Los diversos ejemplos con que Foucault pretende presentar la analogía como una figura especialmente representativa del saber renacentista proceden del De plantis libri xvi (1583) de Cesalpino, del libro ya citado de Crollius, Tratado de las signaturas, de Histoire de la nature des oiseaux (1555) de Belon y de la ya también citada Historia de los monstruos de Aldovrandi.
Por último, la cuarta forma de semejanza característica del saber renacentista es la simpatía, por medio de la cual se podía relacionar cualquier cosa con cualquier otra. La simpatía causaba la atracción de unas cosas por otras provocando el acercamiento entre las más distantes, incluso la transformación de unas en otras.

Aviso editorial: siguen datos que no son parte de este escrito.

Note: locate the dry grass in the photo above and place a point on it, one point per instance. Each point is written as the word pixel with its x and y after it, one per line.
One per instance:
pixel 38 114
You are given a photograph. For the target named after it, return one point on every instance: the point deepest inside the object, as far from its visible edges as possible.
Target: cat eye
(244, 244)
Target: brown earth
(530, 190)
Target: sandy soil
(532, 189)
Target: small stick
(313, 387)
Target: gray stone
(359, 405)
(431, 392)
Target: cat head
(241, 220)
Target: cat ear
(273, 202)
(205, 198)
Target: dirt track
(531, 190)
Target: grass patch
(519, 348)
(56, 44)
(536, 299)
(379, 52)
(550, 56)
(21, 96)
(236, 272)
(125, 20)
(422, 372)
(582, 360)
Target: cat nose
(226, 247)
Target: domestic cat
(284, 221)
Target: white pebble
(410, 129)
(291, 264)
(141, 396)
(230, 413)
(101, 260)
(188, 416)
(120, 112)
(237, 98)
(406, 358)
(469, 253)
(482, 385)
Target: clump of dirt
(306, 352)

Así el fuego, por ser cálido y ligero, se eleva en el aire, pero en contacto con éste pierde su sequedad y adquiere humedad (lo que lo emparienta con el agua y el aire) y termina convirtiéndose en aire. La simpatía tiene el poder de asimilar unas cosas a otras hasta el punto de hacer idénticas unas a otras entregándolas así, para decirlo en la jerga de Foucault, al poder de lo Mismo, bajo el cual todo se convertiría en una masa homogénea.
Pero este poder de atracción de la simpatía no llega a reducir toda cosa con sus diferencias a lo Mismo porque se halla contrapesada por una fuerza de signo opuesto, la antipatía, que impide tal reducción o asimilación y mantiene las cosas separadas. El juego continuo de simpatía y antipatía garantiza las identidades de las cosas y el hecho de que puedan asemejarse y aproximarse, pero sin ser engullidas bajo el imperio de lo Mismo, sino preservando, pues, su identidad singular. Así se postula antipatía entre el fuego y el agua, por sus cualidades opuestas, cálido y seco el primero y frío y húmedo el segundo; y entre el aire, cálido y húmedo, y la tierra, fría y seca. Pero la colocación del aire entre el fuego y el agua, de un lado, y del agua entre la tierra y el aire permite frenar y contrarrestar la antipatía, porque el aire, por ser cálido concuerda con el fuego y por ser húmedo armoniza con el agua, de modo que la humedad del aire modera el calor del fuego y su calor templado entibia la frialdad húmeda del agua, y el agua, en la medida que es fría como la tierra, se lleva bien con ésta y, en la medida que es húmeda, como el aire, su frialdad alivia el calor del aire y su humedad, calentada por el calor del aire, mitiga la sequedad fría de la tierra.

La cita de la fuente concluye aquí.